The Food and Drug Administration (FDA) of the US Department of Health and Human Services is entrusted with the responsibility to regulate ECG medical devices and drugs in order to certify their safety and efficacy. Consequently, regulatory decisions are known to be significant driving forces for the research and development strategies of academic and private organizations. Currently, the Agency is facing a challenging issue in assessing the torsadogenic properties of new cardiac and noncardiac drugs because of the lack of appropriate surrogate markers. Indeed, the QT interval prolongation measured from standard 12‐lead surface electrocardiograms (ECGs) has been shown to have very strong limitations for predicting the risk of drug‐induced torsades de pointes. Consequently, the field of quantitative electrocardiography has become directly impacted by this regulatory concern creating significant scientific and commercial momentum around the development of better ECG technologies.
This regulatory concern was raised following the market approval of cisapride and terfenadine; these drugs became blockbusters in the US market after couple of years and were removed from the market following numerous reports about their torsadogenic properties. These drugs have been associated with a reduction of the rapidly activating inward rectifier repolarizing currents (Ikr) leading to a delay of the recovery phase of the heart ventricles (and a 5–10 ms QTc interval prolongation on the surface ECGs). 1 , 2 The torsadogenic role of these drugs is clear, yet the underlying arrhythmogenic mechanism remains to be elucidated.
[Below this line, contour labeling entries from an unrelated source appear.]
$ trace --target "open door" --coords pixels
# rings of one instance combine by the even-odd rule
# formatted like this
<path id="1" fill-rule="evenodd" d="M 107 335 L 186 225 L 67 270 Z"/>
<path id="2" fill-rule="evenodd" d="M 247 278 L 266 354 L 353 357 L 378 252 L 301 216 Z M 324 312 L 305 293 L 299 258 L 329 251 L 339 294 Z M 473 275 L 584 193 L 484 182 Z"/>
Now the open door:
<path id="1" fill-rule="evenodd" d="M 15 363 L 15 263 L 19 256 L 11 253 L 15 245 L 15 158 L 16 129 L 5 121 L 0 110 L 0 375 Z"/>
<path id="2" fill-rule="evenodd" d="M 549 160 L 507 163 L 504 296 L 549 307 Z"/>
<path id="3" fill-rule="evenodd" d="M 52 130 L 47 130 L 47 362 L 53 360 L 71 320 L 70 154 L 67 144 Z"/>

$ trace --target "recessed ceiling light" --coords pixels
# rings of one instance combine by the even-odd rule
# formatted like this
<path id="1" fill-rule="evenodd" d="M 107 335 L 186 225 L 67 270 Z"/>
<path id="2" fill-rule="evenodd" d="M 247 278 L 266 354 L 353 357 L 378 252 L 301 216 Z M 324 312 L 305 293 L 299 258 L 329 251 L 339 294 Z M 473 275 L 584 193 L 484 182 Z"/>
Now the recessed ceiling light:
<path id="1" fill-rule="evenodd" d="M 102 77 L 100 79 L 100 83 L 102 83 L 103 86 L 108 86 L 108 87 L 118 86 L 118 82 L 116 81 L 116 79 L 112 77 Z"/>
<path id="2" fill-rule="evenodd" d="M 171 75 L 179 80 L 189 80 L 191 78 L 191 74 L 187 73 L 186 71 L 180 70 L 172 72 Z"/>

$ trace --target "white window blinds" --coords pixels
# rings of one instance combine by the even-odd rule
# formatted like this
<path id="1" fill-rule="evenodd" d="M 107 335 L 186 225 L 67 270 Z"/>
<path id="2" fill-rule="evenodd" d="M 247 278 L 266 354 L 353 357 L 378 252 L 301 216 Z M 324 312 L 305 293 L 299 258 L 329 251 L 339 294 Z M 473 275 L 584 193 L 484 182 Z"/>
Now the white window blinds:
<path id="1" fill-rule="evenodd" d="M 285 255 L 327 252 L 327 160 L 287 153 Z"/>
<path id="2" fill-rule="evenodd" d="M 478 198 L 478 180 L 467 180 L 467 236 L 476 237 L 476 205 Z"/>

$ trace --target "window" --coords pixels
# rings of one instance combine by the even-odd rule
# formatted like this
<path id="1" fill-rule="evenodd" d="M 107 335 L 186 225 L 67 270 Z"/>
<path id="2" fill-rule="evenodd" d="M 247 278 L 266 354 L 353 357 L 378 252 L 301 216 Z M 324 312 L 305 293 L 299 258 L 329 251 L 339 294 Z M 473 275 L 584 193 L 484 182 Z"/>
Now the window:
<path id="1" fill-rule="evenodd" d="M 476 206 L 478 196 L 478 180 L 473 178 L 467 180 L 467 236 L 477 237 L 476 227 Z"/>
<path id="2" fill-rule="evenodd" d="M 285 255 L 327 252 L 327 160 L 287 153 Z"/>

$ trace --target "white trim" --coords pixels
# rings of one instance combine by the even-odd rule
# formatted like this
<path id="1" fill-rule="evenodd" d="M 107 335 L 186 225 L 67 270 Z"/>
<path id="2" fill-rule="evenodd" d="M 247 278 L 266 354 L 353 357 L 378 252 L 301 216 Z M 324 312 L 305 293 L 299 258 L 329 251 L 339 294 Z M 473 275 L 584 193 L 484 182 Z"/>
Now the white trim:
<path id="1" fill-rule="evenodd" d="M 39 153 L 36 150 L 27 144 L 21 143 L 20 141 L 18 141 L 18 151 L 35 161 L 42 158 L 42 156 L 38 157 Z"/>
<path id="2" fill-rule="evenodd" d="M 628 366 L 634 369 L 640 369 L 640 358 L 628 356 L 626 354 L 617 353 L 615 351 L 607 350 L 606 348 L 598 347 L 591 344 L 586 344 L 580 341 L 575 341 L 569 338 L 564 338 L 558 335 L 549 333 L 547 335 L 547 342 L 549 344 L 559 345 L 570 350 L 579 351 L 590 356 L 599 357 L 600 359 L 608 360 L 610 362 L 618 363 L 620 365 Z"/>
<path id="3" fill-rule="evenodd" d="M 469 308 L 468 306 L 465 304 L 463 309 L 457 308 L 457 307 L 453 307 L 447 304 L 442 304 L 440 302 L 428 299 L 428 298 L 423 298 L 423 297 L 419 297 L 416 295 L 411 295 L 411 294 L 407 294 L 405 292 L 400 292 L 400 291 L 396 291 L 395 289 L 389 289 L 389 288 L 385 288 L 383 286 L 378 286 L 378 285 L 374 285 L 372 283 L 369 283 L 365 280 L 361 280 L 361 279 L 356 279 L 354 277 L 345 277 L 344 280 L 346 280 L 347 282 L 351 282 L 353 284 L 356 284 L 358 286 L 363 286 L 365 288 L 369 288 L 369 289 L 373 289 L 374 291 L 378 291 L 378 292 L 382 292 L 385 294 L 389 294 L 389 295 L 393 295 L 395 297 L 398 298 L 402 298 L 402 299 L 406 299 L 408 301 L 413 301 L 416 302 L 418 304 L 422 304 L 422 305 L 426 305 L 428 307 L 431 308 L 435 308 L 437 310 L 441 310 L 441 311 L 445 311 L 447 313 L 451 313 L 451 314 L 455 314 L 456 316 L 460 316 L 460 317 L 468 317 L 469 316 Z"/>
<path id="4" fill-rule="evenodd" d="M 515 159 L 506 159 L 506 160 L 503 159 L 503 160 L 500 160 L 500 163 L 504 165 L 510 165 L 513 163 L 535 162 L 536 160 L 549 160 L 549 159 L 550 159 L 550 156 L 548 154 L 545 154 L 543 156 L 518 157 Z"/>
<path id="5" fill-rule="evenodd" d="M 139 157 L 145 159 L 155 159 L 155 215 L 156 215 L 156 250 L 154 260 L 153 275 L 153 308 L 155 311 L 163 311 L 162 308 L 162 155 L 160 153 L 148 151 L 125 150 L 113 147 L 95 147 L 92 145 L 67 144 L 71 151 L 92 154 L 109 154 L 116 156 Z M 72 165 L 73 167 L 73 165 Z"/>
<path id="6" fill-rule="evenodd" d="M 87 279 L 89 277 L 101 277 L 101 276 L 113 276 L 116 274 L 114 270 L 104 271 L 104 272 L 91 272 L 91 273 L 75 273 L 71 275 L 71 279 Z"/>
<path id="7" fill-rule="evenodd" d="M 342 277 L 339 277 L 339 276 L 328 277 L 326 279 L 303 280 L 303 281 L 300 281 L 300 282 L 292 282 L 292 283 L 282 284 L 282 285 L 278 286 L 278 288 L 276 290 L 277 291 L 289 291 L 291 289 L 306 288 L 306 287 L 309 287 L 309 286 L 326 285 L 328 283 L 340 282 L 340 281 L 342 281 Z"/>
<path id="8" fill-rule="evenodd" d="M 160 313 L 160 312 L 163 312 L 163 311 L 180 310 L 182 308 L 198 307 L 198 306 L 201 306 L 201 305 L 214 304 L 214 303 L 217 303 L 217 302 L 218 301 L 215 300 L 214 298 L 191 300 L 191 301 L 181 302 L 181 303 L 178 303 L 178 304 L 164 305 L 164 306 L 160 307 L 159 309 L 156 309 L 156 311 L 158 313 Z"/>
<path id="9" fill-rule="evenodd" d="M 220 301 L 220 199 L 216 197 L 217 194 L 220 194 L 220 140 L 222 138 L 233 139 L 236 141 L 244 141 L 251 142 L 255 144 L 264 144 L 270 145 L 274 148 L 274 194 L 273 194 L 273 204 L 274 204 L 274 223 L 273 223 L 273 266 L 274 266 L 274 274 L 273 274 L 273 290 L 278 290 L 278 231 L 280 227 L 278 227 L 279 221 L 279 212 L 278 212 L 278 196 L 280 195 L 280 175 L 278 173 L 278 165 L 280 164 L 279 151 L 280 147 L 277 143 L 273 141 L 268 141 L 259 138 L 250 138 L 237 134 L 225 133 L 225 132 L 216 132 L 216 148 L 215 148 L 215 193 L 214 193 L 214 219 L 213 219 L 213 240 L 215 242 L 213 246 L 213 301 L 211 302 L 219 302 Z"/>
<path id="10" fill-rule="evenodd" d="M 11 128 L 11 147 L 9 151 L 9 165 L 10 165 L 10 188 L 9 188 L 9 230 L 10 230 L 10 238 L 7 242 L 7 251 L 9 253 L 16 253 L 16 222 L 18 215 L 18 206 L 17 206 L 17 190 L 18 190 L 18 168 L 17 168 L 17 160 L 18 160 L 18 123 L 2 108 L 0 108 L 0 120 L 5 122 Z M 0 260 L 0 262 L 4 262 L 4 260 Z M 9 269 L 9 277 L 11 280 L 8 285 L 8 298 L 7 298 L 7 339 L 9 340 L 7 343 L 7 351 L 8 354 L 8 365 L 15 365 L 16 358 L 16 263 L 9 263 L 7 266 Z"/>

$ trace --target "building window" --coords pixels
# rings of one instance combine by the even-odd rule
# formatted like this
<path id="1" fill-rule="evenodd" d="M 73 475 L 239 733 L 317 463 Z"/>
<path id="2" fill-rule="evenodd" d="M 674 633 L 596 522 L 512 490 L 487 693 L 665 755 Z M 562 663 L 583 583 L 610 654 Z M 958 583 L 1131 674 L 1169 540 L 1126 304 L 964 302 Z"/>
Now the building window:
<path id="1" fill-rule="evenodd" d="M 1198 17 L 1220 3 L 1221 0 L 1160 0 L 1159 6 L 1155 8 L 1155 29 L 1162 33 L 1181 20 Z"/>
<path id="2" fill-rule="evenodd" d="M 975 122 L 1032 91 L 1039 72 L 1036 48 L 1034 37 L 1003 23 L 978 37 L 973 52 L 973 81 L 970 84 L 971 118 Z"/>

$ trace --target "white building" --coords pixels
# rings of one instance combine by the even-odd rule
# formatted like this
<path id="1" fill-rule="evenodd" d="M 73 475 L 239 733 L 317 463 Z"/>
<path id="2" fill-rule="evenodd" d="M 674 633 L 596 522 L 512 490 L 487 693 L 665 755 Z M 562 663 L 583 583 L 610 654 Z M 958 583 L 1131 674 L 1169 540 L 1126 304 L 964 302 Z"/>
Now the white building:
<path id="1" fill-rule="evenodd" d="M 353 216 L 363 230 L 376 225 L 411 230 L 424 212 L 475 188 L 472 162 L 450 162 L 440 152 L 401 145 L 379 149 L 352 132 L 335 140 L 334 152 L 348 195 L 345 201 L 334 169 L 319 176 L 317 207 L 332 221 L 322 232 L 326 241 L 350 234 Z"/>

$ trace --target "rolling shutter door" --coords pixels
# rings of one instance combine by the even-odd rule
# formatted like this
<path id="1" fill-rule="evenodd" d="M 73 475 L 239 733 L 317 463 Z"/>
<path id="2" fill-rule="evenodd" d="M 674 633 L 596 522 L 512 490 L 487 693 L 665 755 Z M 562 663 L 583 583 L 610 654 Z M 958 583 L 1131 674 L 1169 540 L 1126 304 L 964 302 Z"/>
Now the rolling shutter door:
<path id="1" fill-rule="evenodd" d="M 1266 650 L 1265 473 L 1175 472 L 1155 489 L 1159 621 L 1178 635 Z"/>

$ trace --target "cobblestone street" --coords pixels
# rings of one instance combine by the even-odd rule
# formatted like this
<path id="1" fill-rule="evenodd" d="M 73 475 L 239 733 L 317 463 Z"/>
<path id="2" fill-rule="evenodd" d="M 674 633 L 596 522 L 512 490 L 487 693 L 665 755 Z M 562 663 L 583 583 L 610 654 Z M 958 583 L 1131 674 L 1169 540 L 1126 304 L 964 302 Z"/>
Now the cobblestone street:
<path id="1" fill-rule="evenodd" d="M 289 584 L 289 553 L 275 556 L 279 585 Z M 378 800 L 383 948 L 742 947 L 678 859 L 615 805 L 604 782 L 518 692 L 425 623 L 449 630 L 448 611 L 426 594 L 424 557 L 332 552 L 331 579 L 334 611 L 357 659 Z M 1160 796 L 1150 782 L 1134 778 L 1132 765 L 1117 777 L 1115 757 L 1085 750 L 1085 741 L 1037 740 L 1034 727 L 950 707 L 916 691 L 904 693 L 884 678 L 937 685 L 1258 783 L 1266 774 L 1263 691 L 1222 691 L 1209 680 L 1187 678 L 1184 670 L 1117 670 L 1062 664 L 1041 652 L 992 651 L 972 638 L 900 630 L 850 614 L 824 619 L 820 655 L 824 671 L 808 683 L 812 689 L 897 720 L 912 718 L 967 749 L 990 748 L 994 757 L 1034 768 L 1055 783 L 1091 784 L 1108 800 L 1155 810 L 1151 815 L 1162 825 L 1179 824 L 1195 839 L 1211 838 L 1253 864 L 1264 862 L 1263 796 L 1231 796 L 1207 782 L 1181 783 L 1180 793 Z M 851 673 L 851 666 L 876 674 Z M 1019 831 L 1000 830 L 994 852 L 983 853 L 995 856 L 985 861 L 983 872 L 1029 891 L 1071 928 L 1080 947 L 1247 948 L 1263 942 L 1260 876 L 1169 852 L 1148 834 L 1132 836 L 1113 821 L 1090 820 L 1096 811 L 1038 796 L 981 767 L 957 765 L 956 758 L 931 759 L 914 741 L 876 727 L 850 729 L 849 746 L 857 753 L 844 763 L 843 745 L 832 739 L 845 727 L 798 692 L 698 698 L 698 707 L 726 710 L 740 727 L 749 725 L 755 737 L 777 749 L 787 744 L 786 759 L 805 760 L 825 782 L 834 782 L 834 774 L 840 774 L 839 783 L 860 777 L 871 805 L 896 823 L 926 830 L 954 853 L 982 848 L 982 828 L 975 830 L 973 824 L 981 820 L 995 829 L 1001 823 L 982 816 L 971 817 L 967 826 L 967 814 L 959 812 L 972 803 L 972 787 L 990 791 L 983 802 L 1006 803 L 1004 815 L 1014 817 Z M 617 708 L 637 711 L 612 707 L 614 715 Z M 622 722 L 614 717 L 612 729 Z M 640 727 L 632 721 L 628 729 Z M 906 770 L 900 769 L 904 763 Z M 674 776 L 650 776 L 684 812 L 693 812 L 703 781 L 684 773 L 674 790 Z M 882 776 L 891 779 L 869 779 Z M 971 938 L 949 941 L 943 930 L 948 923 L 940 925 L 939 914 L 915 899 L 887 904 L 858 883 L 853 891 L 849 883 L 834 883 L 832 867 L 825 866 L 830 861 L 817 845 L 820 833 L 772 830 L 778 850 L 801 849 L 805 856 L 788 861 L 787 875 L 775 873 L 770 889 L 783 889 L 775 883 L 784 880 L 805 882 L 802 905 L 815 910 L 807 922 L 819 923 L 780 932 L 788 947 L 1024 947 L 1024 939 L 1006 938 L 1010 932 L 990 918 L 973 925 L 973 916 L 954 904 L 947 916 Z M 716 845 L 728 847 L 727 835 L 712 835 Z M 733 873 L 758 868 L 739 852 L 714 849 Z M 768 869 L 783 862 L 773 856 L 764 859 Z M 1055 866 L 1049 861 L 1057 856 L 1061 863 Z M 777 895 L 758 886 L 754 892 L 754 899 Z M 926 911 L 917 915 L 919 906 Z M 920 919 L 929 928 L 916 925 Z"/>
Currently, the FDA requires from pharmaceutical companies that the QT‐prolonging properties of any novel compound to be assessed using clinical trials specifically designed for this purpose (the thorough QT studies). 3 The level of precision required for QT measurements in these trials is much larger than the one expected in ECG equipment designed for clinical use.
Significant efforts to improve the QT technologies have been made during these past 5 years, and this supplement includes a set of articles from ECG equipment companies and academic groups providing an in‐depth review of the QT issues and of selected QT technologies.
These articles describe methodological, technical, and electrophysiological aspects of the measurements of the ventricular repolarization duration including the effects of the autonomic regulation, the heart rate, and the heart rate adaptation of the QT interval. Dr. Extramania et al. review the role of cycle length on QT interval and present the RR bin technique as an alternative to reduce the effect of heart rate on this measurement. Dr. Mortara reports a study including a unique way of correcting his QT measurements, taking into account several previous RR intervals rather than the single previous one. The technical factors are important when measuring the QT interval, amongst these factors, the quality of the signal is driven by both the noise content and the amplitude of the ECG signal. Dr. Badilini et al. present a method to reduce QT variability by optimal selection of the ECG strips from 12‐lead Holter ECGs.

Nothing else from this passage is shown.